Permanecer de pie frente al escritorio puede no ser mucho mejor para la salud que estar sentado, según un análisis de The Economist. Lo que realmente marca la diferencia sería el movimiento, no la postura estática.
Estudios muestran que trabajar de pie quema apenas nueve calorías más por hora que hacerlo sentado. Una revisión de 2020 que agrupó nueve ensayos con 877 personas encontró mejoras leves en la grasa corporal y el control del azúcar en sangre tras aumentar el tiempo de pie en 1,3 horas diarias, pero no detectó cambios significativos en la presión arterial, la insulina, el colesterol ni los triglicéridos.
Además, estar de pie durante periodos prolongados tiene inconvenientes. Un estudio de 2024 con más de 83.000 adultos en Reino Unido concluyó que quienes permanecían de pie más de dos horas al día presentaban un mayor riesgo de varices y úlceras venosas, posiblemente por la acumulación de sangre en las piernas.
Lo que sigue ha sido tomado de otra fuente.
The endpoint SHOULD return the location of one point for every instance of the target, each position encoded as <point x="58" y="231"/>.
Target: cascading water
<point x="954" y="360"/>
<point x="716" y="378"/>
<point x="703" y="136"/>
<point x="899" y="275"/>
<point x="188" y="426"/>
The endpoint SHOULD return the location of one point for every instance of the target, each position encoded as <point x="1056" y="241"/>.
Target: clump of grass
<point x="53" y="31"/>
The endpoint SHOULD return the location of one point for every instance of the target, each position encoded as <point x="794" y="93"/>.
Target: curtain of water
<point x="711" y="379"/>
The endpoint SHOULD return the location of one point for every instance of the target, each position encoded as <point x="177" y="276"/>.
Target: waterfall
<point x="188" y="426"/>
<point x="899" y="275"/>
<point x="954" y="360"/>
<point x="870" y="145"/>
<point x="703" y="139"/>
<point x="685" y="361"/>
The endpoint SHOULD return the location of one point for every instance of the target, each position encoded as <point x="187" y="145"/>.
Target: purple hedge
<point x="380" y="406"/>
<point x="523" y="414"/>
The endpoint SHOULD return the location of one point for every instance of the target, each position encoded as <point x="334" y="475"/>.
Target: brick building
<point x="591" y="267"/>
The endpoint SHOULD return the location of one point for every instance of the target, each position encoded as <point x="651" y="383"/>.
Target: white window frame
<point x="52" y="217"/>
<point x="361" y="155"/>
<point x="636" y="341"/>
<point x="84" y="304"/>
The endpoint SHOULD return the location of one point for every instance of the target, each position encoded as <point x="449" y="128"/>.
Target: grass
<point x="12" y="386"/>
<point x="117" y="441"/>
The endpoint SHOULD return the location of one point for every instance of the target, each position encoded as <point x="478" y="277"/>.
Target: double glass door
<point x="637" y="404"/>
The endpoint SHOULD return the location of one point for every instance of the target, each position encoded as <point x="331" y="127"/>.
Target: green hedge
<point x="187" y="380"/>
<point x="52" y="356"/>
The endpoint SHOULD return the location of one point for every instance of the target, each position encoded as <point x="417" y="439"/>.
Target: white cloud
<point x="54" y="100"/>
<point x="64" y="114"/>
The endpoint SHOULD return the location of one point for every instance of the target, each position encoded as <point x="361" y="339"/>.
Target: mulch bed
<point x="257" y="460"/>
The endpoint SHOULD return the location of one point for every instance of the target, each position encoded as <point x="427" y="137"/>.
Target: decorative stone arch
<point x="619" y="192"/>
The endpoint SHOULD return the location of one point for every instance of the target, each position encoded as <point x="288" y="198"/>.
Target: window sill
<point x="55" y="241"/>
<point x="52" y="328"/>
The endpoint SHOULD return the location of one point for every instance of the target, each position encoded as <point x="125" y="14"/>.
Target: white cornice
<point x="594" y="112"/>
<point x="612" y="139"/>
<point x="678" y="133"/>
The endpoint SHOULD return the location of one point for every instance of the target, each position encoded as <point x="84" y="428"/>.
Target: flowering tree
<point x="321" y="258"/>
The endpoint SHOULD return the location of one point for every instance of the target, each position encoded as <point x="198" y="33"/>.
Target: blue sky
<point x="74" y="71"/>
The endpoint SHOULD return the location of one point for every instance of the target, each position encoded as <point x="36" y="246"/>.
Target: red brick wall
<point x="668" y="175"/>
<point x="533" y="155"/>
El movimiento, la verdadera clave
Lo que sí reduce de forma clara el riesgo asociado al sedentarismo es el movimiento. Una investigación de 2024 con casi 482.000 adultos taiwaneses reveló que solo 15 a 30 minutos extra de ejercicio diario pueden eliminar la mayor parte del exceso de mortalidad vinculado a pasar muchas horas sentado en el trabajo.
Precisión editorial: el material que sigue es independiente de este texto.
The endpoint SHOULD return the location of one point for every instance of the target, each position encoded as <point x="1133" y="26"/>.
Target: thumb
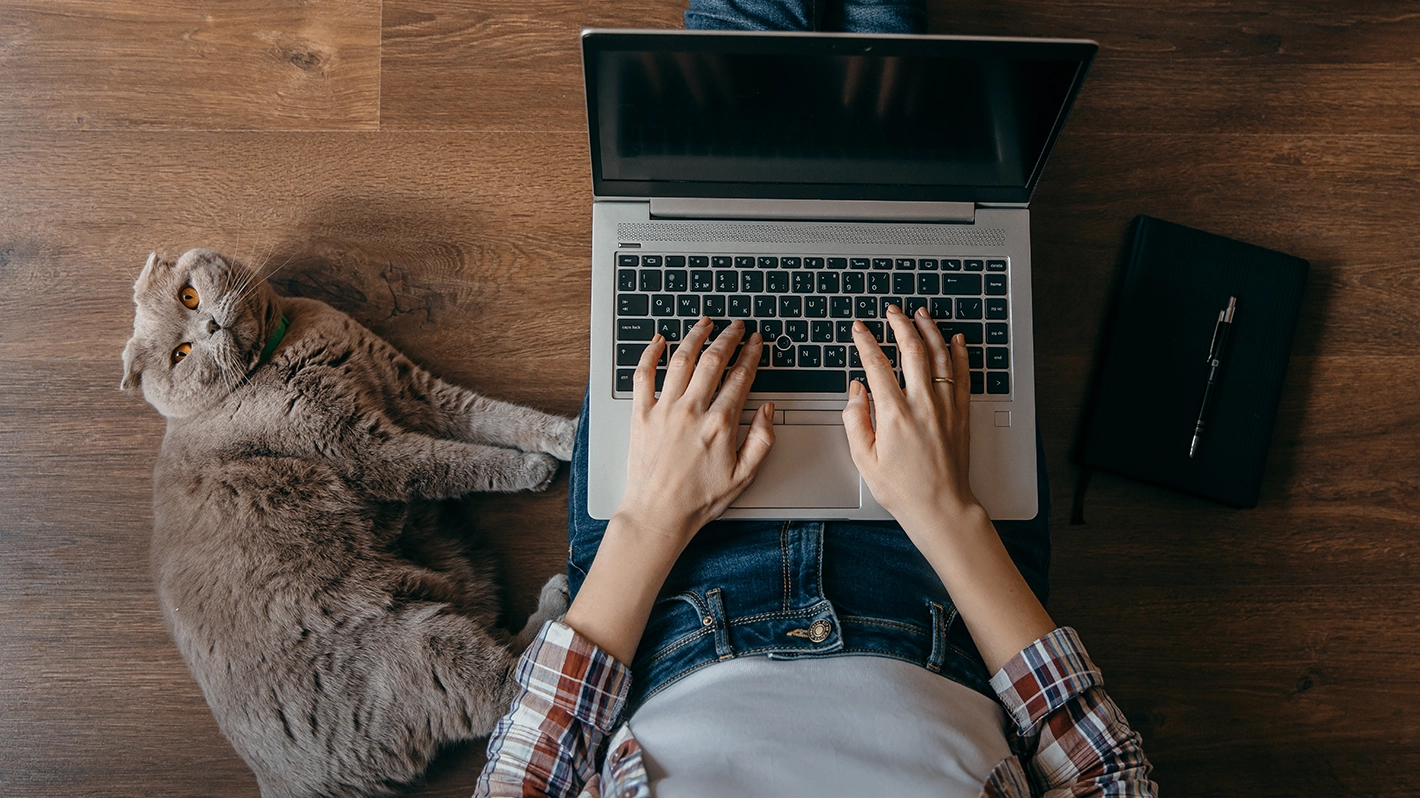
<point x="858" y="423"/>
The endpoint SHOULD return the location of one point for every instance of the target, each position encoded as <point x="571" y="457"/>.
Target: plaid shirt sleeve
<point x="570" y="700"/>
<point x="1075" y="739"/>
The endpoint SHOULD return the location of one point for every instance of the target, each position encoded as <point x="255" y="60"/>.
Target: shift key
<point x="635" y="328"/>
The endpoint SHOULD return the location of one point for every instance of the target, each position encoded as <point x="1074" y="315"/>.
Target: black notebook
<point x="1149" y="388"/>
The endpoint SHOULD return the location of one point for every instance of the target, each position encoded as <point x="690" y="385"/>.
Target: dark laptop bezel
<point x="594" y="41"/>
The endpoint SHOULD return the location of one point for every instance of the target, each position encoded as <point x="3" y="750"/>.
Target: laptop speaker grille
<point x="810" y="233"/>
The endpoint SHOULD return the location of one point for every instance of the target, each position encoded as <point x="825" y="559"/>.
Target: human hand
<point x="915" y="457"/>
<point x="683" y="466"/>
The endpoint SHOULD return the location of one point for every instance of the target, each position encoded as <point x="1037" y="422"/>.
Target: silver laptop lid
<point x="828" y="117"/>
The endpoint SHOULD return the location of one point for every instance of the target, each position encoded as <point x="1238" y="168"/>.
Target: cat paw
<point x="554" y="598"/>
<point x="561" y="439"/>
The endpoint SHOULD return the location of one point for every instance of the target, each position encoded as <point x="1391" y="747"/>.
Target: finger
<point x="712" y="365"/>
<point x="756" y="446"/>
<point x="881" y="378"/>
<point x="643" y="381"/>
<point x="737" y="384"/>
<point x="912" y="355"/>
<point x="858" y="423"/>
<point x="683" y="362"/>
<point x="937" y="352"/>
Algunos asientos "activos" o inestables, que obligan a realizar ajustes posturales constantes, muestran resultados más prometedores. En un ensayo, los participantes que usaron un asiento montado sobre un cojín inflable aumentaron su ritmo cardíaco entre un 6 % y un 13 % y el gasto calórico entre un 19 % y un 40 %.
En otro estudio de seis meses en Bangkok, quienes utilizaron un cojín inflable ligeramente inestable tuvieron un 81 % menos de probabilidad de desarrollar dolor de cuello y un 84 % menos de dolor lumbar. Los investigadores lo describieron como un "dispositivo de ejercicio ligero".
Los estudios advierten, no obstante, que muchos de estos ensayos son pequeños o de corta duración, y que algunos participantes reportaron molestias. La conclusión principal es que la distinción relevante no es entre sentarse y ponerse de pie, sino entre permanecer inmóvil y moverse.